As an adult, you probably know that you should have an estate plan in place. The thought of having to take the time to do this may be daunting, but it’s critical that you take care of it as soon as possible. One of the biggest things that an estate plan can do is tell your loved ones who is going to receive which assets.
You can use your will to pass your assets down, but using a trust might be more beneficial, partly because it bypasses the probate process. There are two main types of trusts , revocable and irrevocable. Understanding some of the key differences between these two types of trusts may be beneficial.
Revocable trusts
A revocable trust, which is sometimes called a living trust, allows you to maintain full control over the assets within it as long as you’re alive. This provides you with the ability to change beneficiaries, add assets, remove assets, or dissolve the trust entirely. This is a flexible and convenient way to manage assets in your estate plan.
Irrevocable trusts
An irrevocable trust is one that can’t be altered once it’s created. The exceptions to this are if the court orders a change to the trust or if all of the named beneficiaries agree to the change.

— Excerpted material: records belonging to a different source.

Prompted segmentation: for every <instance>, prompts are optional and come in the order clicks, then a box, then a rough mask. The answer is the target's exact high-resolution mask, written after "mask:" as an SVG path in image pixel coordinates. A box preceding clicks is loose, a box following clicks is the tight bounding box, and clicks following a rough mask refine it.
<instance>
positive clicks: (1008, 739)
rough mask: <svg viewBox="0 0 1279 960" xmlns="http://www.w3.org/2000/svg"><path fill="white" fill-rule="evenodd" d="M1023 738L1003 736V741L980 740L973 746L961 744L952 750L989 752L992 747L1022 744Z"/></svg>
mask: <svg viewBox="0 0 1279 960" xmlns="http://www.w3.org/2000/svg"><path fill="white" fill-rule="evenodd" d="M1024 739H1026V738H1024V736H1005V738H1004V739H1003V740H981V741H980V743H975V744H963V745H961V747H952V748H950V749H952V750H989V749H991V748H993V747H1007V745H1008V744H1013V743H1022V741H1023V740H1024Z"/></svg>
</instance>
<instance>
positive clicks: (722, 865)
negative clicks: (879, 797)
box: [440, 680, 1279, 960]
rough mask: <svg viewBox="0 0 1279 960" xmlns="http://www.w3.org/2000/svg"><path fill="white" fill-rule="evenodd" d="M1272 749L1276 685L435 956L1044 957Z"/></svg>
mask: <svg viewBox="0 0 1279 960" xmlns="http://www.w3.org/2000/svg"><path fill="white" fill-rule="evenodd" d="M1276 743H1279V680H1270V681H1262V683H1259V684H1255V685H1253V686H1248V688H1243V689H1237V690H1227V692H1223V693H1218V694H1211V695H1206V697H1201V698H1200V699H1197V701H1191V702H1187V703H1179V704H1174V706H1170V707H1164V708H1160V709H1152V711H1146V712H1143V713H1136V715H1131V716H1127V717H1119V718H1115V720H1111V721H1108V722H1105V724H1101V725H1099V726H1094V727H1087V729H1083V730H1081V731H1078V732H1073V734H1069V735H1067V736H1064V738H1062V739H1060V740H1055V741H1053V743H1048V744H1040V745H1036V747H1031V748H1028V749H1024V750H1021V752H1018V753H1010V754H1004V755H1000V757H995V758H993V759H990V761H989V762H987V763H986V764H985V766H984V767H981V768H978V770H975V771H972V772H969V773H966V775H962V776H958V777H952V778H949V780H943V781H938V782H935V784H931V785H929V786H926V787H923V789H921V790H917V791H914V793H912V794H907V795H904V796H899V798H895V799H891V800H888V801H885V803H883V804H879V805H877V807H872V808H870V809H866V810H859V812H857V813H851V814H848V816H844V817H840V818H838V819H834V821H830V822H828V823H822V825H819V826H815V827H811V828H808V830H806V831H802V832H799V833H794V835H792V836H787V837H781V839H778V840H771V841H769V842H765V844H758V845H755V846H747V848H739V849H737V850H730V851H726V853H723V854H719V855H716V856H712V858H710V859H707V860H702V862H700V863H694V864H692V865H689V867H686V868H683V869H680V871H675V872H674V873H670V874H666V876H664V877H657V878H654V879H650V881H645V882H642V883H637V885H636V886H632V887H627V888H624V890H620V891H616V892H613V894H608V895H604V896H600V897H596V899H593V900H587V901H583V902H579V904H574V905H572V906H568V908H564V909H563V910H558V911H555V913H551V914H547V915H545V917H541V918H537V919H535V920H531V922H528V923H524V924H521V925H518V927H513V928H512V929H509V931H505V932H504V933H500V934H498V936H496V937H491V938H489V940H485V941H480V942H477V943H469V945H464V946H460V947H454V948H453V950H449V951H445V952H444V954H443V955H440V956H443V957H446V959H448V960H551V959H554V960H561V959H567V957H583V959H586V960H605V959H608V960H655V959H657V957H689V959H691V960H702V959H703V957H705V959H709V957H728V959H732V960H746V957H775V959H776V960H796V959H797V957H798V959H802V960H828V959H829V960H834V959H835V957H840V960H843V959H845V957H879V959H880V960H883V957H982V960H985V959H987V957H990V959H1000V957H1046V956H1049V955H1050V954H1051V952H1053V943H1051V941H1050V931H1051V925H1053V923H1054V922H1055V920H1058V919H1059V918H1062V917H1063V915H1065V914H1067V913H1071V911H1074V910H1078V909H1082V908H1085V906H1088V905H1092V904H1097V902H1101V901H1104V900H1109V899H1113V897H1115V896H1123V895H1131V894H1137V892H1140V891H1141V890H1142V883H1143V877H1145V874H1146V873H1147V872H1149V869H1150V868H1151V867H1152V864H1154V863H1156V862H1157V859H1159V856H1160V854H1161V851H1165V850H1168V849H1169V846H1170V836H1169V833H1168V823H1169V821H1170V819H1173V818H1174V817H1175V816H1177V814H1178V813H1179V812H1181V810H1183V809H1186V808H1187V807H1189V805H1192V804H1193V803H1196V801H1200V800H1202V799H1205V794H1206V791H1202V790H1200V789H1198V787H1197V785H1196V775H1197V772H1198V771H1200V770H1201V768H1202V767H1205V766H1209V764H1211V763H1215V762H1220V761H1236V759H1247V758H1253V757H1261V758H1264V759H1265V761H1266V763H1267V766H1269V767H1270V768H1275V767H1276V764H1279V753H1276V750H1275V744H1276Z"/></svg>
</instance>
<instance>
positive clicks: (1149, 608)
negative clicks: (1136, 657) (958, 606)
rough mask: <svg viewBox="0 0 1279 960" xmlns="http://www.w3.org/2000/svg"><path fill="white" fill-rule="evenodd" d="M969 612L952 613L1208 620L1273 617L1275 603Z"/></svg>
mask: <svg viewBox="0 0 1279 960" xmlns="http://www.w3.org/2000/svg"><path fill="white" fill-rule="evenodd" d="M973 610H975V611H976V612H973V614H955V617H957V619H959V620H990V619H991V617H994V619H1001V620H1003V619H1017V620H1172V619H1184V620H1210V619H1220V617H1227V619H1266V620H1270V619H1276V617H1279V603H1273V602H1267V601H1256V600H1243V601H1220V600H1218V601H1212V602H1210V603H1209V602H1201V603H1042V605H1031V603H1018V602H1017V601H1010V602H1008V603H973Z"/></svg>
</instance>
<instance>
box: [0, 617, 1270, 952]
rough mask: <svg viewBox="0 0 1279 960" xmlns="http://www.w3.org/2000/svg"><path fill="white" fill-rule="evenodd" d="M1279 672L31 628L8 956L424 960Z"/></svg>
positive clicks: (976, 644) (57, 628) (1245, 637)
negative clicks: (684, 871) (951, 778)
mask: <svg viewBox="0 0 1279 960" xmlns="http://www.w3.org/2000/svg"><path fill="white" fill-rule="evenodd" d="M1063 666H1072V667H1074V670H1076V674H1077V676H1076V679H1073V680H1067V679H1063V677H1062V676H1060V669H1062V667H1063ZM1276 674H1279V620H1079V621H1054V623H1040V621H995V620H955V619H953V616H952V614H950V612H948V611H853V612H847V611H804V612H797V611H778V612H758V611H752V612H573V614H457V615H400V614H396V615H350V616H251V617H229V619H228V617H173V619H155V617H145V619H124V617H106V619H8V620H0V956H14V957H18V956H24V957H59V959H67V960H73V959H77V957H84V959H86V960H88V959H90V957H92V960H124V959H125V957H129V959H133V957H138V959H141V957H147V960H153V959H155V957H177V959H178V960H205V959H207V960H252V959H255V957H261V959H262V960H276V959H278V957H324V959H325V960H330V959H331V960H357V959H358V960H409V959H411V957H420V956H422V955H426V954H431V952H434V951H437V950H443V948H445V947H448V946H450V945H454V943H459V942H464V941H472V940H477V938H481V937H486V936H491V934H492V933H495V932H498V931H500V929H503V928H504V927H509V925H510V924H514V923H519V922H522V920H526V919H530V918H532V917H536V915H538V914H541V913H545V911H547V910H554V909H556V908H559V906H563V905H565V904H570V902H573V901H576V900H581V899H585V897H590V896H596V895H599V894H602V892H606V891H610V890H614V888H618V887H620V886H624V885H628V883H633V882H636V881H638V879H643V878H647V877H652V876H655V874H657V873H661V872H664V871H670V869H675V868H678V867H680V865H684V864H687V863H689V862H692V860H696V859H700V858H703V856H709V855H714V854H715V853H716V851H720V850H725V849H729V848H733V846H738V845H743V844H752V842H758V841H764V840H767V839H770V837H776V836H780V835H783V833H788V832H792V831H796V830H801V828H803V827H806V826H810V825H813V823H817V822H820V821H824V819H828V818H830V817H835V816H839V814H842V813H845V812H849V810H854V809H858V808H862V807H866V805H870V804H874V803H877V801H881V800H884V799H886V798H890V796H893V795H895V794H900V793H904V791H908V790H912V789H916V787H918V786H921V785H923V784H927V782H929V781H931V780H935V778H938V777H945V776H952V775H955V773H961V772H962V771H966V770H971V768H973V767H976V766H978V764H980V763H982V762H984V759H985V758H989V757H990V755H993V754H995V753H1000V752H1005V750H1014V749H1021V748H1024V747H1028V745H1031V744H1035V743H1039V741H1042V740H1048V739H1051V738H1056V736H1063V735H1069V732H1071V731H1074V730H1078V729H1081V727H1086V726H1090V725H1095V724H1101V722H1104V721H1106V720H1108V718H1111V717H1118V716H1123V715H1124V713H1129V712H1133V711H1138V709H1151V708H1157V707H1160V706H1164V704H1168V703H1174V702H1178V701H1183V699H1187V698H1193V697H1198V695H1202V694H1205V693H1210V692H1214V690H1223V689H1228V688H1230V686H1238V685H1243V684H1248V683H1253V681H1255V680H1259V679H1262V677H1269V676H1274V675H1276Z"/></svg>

By placing assets in an irrevocable trust, you are essentially giving up ownership and placing it in the hands of the trustee. In exchange for giving up control of the assets, you gain powerful protection for them. An irrevocable trust can shield assets from creditors, reduce estate taxes and help with Medicaid eligibility.
Creating a comprehensive estate plan isn’t always easy, but it’s critical so that you know your wishes can be followed when you pass away. Working with someone who is familiar with these matters may be beneficial, so they can assist you in determining the best way to make your wishes known.